An example application that demonstrates how to use LangChain's graph_vectorstores and CassandraGraphVectorStore to add structured data to RAG (Retrieval-Augmented Generation) applications. The app scrapes content from specified URLs, processes the content, and performs vector similarity and graph traversal searches.
____ _ ____ _ ____
/ ___|_ __ __ _ _ __ | |__ | _ \ / \ / ___|
| | _| '__/ _` | '_ \| '_ \| |_) | / _ \| | _
| |_| | | | (_| | |_) | | | | _ < / ___ \ |_| |
\____|_| \__,_| .__/|_| |_|_| \_\/_/ \_\____|
|_|
*no graph database needed!!!
-
Clone the repository:
git clone https://github.com/datastaxdevs/graph-rag-example.git cd graphRAG_example
-
Create and activate a virtual environment:
python3 -m venv venv source venv/bin/activate
-
Install the required dependencies:
pip install -r requirements.txt
-
Set up the environment variables:
- Copy the
.env.example
file to.env
:cp .env.example .env
- Fill in the required environment variables in the
.env
file.
Once you have your .env ready, create a DataStax Astra Vector database if you don't already have one and copy the database ID, API endpoint, and an application token from the database overview page. Everything you need will be there.

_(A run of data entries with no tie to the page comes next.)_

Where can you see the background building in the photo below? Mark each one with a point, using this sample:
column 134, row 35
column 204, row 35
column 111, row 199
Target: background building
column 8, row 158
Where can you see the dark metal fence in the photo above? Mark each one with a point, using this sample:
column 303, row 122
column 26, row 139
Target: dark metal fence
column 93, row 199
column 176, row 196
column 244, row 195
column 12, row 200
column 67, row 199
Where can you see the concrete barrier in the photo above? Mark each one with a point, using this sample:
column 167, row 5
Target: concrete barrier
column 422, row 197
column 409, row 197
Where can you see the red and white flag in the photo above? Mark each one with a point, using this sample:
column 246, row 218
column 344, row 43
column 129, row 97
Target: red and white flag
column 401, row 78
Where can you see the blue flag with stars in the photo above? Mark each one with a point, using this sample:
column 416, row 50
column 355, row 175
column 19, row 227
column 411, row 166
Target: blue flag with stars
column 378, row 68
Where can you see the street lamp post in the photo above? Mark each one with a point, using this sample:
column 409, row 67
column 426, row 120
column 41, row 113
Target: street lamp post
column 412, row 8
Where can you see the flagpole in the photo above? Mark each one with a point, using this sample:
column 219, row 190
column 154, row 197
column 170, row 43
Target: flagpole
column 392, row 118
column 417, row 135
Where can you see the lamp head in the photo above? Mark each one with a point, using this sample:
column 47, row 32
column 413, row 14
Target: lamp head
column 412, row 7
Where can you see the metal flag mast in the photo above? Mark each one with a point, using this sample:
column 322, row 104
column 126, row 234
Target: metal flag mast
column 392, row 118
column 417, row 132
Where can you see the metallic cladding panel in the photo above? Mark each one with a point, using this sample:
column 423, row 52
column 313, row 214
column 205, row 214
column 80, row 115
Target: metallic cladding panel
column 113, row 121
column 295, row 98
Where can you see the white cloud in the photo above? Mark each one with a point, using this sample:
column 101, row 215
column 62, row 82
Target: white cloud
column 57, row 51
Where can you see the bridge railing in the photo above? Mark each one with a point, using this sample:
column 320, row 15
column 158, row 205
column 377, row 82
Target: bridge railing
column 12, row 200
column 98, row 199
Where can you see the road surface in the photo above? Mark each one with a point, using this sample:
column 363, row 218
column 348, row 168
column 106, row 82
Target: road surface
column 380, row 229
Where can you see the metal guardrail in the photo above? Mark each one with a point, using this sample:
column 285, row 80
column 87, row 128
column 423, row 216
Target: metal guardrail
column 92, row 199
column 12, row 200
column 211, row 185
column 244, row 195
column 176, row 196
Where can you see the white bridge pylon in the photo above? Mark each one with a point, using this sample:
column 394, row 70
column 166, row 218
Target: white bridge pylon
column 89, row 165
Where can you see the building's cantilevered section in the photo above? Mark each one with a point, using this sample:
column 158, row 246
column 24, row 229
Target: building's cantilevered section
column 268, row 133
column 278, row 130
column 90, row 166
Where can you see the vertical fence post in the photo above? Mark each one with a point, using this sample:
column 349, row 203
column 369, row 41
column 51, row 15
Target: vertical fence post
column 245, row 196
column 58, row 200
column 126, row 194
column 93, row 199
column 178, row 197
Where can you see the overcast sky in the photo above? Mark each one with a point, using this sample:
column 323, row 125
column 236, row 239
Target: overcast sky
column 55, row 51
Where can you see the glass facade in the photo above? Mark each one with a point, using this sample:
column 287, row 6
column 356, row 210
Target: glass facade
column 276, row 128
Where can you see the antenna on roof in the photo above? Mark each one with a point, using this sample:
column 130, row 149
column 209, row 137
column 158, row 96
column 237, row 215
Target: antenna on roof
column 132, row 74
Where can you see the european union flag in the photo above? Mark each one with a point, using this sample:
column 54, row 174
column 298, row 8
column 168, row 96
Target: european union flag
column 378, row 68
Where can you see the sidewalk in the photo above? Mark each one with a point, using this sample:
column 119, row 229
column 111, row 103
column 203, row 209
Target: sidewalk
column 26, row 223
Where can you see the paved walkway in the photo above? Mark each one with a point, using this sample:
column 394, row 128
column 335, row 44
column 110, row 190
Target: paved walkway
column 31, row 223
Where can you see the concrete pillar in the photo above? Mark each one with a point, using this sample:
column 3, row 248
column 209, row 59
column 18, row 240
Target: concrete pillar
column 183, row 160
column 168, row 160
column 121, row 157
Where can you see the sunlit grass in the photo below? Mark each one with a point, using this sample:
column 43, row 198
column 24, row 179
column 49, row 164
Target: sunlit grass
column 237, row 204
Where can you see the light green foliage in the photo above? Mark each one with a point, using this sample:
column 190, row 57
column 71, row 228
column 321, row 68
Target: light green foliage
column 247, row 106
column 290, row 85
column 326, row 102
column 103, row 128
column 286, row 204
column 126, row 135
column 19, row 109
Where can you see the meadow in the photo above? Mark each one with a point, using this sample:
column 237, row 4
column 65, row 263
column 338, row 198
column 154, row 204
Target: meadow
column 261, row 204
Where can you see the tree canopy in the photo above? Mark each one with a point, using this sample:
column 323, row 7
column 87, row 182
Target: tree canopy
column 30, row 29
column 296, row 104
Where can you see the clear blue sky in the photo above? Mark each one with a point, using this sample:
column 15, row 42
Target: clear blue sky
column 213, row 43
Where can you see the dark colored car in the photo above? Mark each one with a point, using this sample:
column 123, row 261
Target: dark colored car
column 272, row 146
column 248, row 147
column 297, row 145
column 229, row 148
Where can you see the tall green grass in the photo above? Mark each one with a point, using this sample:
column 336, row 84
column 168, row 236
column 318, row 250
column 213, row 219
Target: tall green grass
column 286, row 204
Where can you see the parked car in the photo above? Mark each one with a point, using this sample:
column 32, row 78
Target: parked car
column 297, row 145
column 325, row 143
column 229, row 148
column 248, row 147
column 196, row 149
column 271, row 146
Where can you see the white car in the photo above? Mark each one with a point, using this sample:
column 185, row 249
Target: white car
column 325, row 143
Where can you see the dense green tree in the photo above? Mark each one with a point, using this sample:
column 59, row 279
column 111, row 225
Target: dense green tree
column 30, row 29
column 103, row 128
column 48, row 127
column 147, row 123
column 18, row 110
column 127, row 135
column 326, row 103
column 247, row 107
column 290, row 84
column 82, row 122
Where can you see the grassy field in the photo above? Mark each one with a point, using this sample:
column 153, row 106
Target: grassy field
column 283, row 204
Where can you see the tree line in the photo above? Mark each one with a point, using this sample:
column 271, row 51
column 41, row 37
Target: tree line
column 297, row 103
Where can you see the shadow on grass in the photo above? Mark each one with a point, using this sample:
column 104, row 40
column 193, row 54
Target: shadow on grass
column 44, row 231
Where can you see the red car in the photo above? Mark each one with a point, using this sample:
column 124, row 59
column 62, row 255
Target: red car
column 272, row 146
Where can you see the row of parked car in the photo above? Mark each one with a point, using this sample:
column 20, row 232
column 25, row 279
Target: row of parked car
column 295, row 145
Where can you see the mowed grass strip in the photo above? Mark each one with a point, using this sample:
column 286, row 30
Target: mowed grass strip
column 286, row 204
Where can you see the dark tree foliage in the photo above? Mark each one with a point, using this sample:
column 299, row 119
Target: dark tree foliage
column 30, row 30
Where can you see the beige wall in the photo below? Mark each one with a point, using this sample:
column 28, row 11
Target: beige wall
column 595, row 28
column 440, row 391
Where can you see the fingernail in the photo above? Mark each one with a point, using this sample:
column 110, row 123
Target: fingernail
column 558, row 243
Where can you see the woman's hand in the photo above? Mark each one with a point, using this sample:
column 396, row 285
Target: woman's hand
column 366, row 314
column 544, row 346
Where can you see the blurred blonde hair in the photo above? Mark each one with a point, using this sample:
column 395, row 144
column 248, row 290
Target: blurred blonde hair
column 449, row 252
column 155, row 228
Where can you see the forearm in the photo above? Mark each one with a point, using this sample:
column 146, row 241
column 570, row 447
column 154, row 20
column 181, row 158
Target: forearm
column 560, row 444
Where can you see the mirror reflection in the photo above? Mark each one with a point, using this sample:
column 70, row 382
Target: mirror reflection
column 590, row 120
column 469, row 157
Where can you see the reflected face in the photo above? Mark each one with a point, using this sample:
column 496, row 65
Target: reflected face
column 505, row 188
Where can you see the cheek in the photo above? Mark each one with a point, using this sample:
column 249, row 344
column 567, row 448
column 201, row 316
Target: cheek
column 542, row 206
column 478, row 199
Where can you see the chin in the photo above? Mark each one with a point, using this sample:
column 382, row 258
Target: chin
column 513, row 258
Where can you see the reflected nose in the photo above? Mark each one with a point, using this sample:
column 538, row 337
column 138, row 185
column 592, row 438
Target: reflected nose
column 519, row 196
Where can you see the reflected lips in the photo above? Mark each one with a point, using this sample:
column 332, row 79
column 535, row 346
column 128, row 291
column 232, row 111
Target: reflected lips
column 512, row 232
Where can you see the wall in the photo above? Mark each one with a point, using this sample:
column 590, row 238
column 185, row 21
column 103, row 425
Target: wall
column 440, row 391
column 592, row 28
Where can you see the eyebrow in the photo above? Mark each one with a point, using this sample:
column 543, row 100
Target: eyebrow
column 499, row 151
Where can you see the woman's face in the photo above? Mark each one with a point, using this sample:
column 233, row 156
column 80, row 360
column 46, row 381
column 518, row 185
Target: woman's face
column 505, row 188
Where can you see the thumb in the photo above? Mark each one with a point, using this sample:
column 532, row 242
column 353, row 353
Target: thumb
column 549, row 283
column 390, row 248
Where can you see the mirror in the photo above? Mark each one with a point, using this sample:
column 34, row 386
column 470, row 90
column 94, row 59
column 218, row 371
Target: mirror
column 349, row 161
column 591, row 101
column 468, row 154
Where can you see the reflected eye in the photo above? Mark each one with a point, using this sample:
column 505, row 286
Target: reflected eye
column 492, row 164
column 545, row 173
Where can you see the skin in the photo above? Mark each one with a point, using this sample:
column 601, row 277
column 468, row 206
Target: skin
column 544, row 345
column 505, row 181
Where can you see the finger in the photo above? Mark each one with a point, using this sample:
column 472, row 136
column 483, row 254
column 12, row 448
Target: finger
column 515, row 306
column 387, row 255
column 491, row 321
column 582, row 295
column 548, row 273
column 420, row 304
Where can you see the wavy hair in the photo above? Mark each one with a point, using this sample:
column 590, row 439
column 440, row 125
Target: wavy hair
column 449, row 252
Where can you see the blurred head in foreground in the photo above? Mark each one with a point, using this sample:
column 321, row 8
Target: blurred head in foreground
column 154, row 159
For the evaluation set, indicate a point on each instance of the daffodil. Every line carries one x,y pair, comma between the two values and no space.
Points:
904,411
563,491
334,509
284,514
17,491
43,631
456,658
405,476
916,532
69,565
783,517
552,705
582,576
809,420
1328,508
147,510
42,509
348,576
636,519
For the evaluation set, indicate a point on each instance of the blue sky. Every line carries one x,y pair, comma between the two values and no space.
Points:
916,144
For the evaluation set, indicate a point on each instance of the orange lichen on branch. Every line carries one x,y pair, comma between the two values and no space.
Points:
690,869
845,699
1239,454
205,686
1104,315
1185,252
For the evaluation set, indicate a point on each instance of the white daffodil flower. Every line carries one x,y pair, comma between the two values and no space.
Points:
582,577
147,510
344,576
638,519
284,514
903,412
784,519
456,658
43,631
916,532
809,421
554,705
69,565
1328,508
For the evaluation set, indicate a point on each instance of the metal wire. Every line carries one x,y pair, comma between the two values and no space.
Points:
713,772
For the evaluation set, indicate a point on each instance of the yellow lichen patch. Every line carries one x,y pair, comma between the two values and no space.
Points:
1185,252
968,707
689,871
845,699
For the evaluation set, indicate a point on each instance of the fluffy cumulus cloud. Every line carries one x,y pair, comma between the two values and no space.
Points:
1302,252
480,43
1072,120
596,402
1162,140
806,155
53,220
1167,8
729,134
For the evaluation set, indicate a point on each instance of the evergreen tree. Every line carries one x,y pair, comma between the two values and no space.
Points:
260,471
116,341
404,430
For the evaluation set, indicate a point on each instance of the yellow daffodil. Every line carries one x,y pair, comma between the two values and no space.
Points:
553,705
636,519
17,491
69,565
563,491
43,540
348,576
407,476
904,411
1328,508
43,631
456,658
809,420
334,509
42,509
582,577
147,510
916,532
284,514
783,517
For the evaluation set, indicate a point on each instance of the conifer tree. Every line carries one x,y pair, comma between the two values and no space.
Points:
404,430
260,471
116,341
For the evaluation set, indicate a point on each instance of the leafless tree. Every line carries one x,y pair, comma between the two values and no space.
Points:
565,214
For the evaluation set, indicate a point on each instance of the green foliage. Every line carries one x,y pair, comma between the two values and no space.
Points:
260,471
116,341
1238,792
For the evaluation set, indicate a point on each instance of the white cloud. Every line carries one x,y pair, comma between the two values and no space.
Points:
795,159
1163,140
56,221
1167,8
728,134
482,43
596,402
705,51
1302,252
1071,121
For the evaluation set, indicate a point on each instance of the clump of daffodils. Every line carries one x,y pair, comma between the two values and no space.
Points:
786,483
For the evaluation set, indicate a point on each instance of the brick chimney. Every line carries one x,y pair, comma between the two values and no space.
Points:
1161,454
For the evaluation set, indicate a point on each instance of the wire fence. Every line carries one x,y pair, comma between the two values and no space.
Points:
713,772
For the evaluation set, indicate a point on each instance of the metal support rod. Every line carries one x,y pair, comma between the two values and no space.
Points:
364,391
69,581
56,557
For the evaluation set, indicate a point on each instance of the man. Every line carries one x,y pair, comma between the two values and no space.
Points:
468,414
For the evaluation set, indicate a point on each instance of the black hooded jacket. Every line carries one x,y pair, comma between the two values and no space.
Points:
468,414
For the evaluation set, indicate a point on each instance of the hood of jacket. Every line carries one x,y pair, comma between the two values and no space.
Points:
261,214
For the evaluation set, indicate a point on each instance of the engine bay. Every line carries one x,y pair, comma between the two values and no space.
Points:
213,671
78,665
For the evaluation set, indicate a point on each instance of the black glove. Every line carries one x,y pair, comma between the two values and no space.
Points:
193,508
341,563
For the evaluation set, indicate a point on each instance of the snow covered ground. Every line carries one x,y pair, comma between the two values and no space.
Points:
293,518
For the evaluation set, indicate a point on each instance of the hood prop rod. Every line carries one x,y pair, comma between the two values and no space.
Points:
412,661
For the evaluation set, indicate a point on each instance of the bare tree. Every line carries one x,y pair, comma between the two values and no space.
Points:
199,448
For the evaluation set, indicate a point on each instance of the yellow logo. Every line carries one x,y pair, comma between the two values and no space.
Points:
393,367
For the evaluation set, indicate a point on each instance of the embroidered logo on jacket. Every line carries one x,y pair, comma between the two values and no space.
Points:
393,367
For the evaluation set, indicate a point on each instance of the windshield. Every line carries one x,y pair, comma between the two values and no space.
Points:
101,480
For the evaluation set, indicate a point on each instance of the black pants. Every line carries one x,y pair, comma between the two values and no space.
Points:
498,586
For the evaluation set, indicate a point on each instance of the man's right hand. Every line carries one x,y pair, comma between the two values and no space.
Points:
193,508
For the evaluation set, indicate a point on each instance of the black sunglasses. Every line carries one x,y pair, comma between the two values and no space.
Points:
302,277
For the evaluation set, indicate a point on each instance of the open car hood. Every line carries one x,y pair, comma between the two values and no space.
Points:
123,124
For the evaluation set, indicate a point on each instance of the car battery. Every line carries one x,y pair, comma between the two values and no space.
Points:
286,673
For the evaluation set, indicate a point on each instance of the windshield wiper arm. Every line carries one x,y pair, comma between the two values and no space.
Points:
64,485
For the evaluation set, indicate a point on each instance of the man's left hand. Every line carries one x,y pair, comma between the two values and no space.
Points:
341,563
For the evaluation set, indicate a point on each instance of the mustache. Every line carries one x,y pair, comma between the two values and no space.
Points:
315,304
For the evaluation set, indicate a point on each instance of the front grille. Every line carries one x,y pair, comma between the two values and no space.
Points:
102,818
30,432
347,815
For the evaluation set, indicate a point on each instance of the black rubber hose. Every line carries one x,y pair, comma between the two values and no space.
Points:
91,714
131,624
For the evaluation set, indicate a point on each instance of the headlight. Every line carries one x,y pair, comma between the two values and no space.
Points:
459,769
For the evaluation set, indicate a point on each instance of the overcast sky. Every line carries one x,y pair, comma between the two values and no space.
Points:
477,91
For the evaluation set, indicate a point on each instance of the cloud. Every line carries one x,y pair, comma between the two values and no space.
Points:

You also need an OpenAI API key to power the LLM responsible for giving responses.
- Copy the
-
Run the data loading script:
python load_data.py
load_data.py pulls data from www.themoviedb.org and extracts page content and metadata used in the graph.
-
Run the main script:
python app.py
app.py displays a Dash based UI that allows a real-time comparison between both similarity and traversal based searches using graph RAG.
This project is licensed under the MIT License.